There haven’t been many chips on many Duke teams’ shoulders during the recent past, but for this inconsistent group, anger might just be its best motivator. Some Blue Devils squads have thrived on hostile road environments – this team is 7-7 away from home.
So in the absence of feeding off that negative energy – something that might come easier to veteran squads, which this group is not – Duke has elected to draw strength from the pain of those blown leads.
“Not wanting to feel how we felt after Clemson, after Notre Dame, after Arizona, after Wake Forest, going into that locker room and just not feeling good,” Jefferson said, recounting some low moments. “The meeting we had the next day after those games in contrast to the meeting we had after a win against Michigan, after a win against Virginia, after a big win against Carolina, we have to be angry and think about those losses we took and let those fuel us and not want to have that feeling again.”

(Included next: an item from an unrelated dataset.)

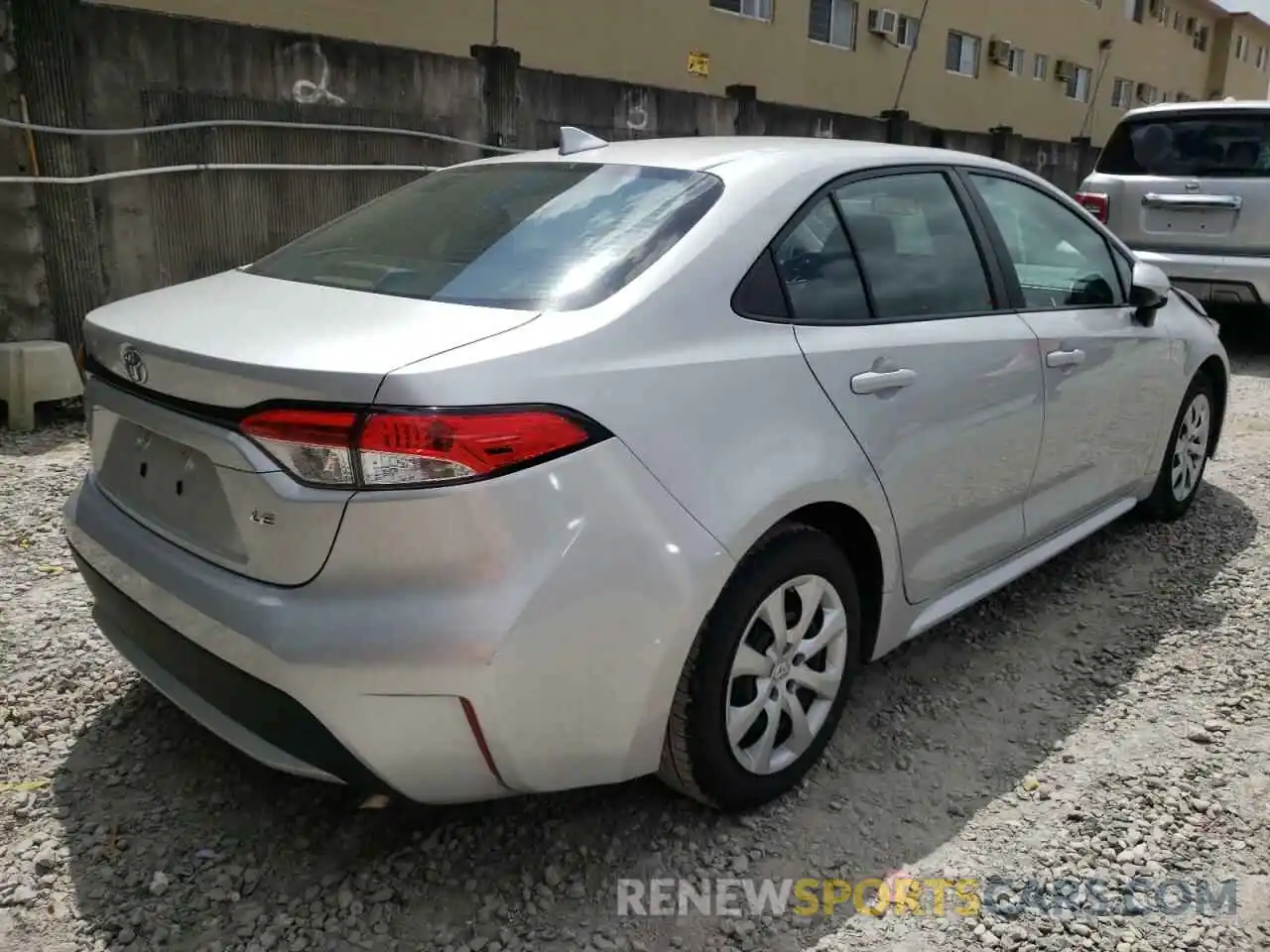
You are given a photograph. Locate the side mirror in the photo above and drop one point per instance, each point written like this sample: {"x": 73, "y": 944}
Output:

Last season’s team, with its senior leaders – Mason Plumlee, Ryan Kelly and Seth Curry, who also happened to be Duke’s best players – didn’t need to play angry. But that has been the easiest emotion to channel for this season’s inexperienced leaders.
“Yeah, there have been more growing pains” this season, redshirt sophomore Rodney Hood said. “The leaders of this year’s team, other than Tyler (Thornton), are really me and Jabari (Parker). We’re young – well, we’re not young, but it’s our first year being in that role. It’s been kind of tough, but that’s the difference between last year.
“We walked into Wake Forest and just thought they were going to lay over. Same thing with Clemson and Notre Dame; we walked into the gym thinking they were going to lay over. Same thing at Carolina, we got up and we thought we’d come out and hit some shots and then OK, it’s over.”
In each of those cases, Duke was proven wrong. In those four games, the Blue Devils played well enough to work their win probability (according to Ken Pomeroy) up to at least 85 percent. But then instead of putting opponents away, the Blue Devils relaxed.
So it makes sense to think the coaching staff has used anger, and encouraged the players to do the same. The Blue Devils need to push harder longer, channel more of a killer instinct, than they’re naturally inclined to do. Experience – seven losing experiences, in this case – is a wonderful teacher.
“We’ve got to be tough. We’ve got to be tougher,” Hood said. “Nothing is going to be easy, and winning championships isn’t going to be easy, not the ACC and definitely not the national championship. That’s when you’ve got to be your toughest, at that time when you get a lead. Naturally, you want to relax, but that’s when championship teams take off. They don’t relent.”